Man making a workplace presentation
By building tension, you can make your audience more engaged with your presentation. PHOTO: Startup Stock Photos

With scientists now clocking our attention spans as shorter than a goldfish, presenters in corporations need all the help they can get to keep their stakeholders engaged.

So I looked to one place that can hold our attention, even keep us riveted, for hours: the movies. I wanted to see what tools we could bring to the conference room to raise that engagement.

I found many, but my favorite technique not only makes you love your favorite films, but I think is actually the key ingredient in everything we find enticing: Tension.

The Role of Tension

You’ll find tension in the sway of dancing, the thrill of sports, the challenge before an accomplishment, the sour, the sweet and the tick, tick, tick of a roller coaster heading slowly up the track before ... the big drop.

And yes, it can also make your presentation more powerful and engaging. A lot more. In fact, not having tension is a key reason the goldfish have pulled ahead.

Neuroscientist Paul Zak found that without tension, the brain is actually pretty stingy.

“When we showed these very flat stories with no tension, we saw the attention drop after about 20 seconds,” he said.

4 Ways to Use Tension in the Workplace

So how do you, at a corporation, about to deliver a presentation, use tension? There are four major ways: anticipation, pacing, framing and music.

Create Anticipation

Anticipation is the technique we all know best. While the typical corporate method is to make the key point in the headline, then support it with bullets, films flip it and hold back the key information from us or from the characters. That keeps us at the edge of our seats, yearning for the answer.

You can do the same thing when you’ve got a major point you want everyone to remember: start with the points you might normally use as bullets and use them as clues to tease your stakeholders with anticipation, making them yearn for your key point.

Pace It Out

As you lead them through these clues, subtly and smoothly ramp up the speed and volume of your voice so you increase the tension. Then, just before you hit your key point…pause… maybe even ask a rhetorical question ... and then pause … a little more.

The vacuum you create in the room will fill with anticipation. Now, you’ve got them where you want them and it’s time to make the key point.

But this time, if you slow down your pace, you’ll not only release the tension and enable your point to sink in, your key point will also come across as even more thoughtful, powerful and important.

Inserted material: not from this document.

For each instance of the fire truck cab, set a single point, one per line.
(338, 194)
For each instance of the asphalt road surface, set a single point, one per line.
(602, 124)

You see this technique in heroic speech scenes in movies, but you’ll also hear them from ministers, politicians, TED talks and from any successful presenter.

They work because that vacuum draws people in, floods their brains with neurochemicals and makes the key point stick. It creates a moment and moments are what move us.

Frame It Up

Movies take these moments even further with framing and camera movement. My favorite is a shot called the “dolly push.” You see it in every love scene.

When filmmakers want you to emotionally bond, they move the camera toward the actor. You can do the same thing with your feet. When you want to stress your key point and make your audience listen more closely, move slowly toward them to increase the tension and emotional bond.

When you finish, simply move back again, release the tension and let them absorb your point. It’s a simple move, but try it and you’ll see, it feels like a superpower.

Make It Sing

One of the reasons all of these techniques work so powerfully in movies is that they’re coupled with music. Music works like a shortcut, straight to the emotional part of our brains. Joy, mystery, freedom, fear: all can be conjured in a nanosecond with music.

Very few people play music in a conference room, but every time I’ve seen it in a presentation, it heightens engagement and delivers an emotional effect.

It is, of course, one more thing to manage, so it’s best inserted into your deck so you don’t have to hit the play button.

One of the easiest ways to use music is to have something playing when people walk into your conference room. Music that’s upbeat, but relaxing — think Motown, Pharrell or Sunday-morning-on-the-porch guitars — relaxes people and opens them up.

Yes, it’s definitely unconventional in a corporate setting, but if your stakeholders have already been to several presentations that day, they’ll really appreciate the lift.

It will refresh them, cleanse them of all the charts and bullets they’ve been shown that day and open them up to your information.

It will also communicate very quickly that your presentation will be anything but boring.